# Ramshorn snails + planted tank = ?



## Matt724 (Jul 10, 2009)

Are ramshorn snails (specifically red ramshorn snails) okay for the planted tank? I don't want them making holes in leaves or anything, but eating decaying plant matter is okay with me, as long as they don't continue on to the live plant. I really find snails interesting. If they are, would anyone like to share some things about them. I know very little about aquatic snails, except they are commonly thought of as pests. Do they reproduce like crazy or is it moderately controllable? All feedback appreciated.


----------



## Matt724 (Jul 10, 2009)

Nothing?


----------



## snooze (Apr 10, 2008)

I've never had problems with ramshorn snails and plants. I have never heard of any issues with these snails either. I have been hoping to 'luck' into some lately after moving and breaking down and re-setting up my tanks. IME they aren't nearly as prolific in the breeding dept. as pond snails or MTS.


----------



## zos (Sep 18, 2006)

They aren't too tough on plants. They'll mostly eat dead leaves and occasionally put holes in some live ones. My red ramshorns seem to reproduce like rabbits in one of my tanks, I've tossed them out and crushed them on many an occasion. It appears that the ramshorns may eat some of my Malaysian trumpet snails in this tank too. In another tank, with dozens of Kribensis, the ramshorns don't stand a chance.
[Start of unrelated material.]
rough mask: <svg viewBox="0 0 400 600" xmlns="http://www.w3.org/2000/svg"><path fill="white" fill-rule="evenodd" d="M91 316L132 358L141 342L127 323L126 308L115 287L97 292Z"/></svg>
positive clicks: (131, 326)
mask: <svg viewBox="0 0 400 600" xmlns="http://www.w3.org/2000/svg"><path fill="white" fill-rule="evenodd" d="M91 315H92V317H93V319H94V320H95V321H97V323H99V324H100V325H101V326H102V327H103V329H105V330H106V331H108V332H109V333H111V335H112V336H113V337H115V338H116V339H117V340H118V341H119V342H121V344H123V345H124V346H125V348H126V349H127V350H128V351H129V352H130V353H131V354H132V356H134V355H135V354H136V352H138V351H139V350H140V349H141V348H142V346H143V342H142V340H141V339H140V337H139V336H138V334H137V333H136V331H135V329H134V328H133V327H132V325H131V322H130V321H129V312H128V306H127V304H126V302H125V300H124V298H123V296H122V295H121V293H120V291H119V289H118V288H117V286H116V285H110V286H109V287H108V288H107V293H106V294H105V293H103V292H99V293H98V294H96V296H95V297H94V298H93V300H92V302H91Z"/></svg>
They get sucked right out of their shells to become tasty snacks whenever I've had them in there.


----------



## jamesstill84 (Mar 29, 2009)

They won't eat your live plants unless you get the Giant Ramshorns. They will eat the dead, decaying parts of the plant, but will leave the healthy part alone. Same thing for pond snails...


----------



## tranr (May 20, 2009)

Mine left the plants alone if there was other stuff for them to eat. I recently have a large population of huge (about penny to nickel sized shell) ones, and I'm noticing holes in some of my plants. I seem to periodically have this problem every once in a while. Most of the time, they are harmless to the plants though.


----------



## arjosh (Jul 17, 2009)

They will put hole in the plants if there is no other sources of food for them...thats my observation.


----------



## bsmith (Dec 13, 2006)

I have rams in all of my planted tanks to eat GSA/GDA on the glass. I have never seen one eat a live plant, they are great.


----------



## lycaon (Aug 5, 2009)

Ramshorns eat MTS?


----------



## jamesstill84 (Mar 29, 2009)

I can't see a Ramshorn eating an MTS unless the MTS is already dead.


----------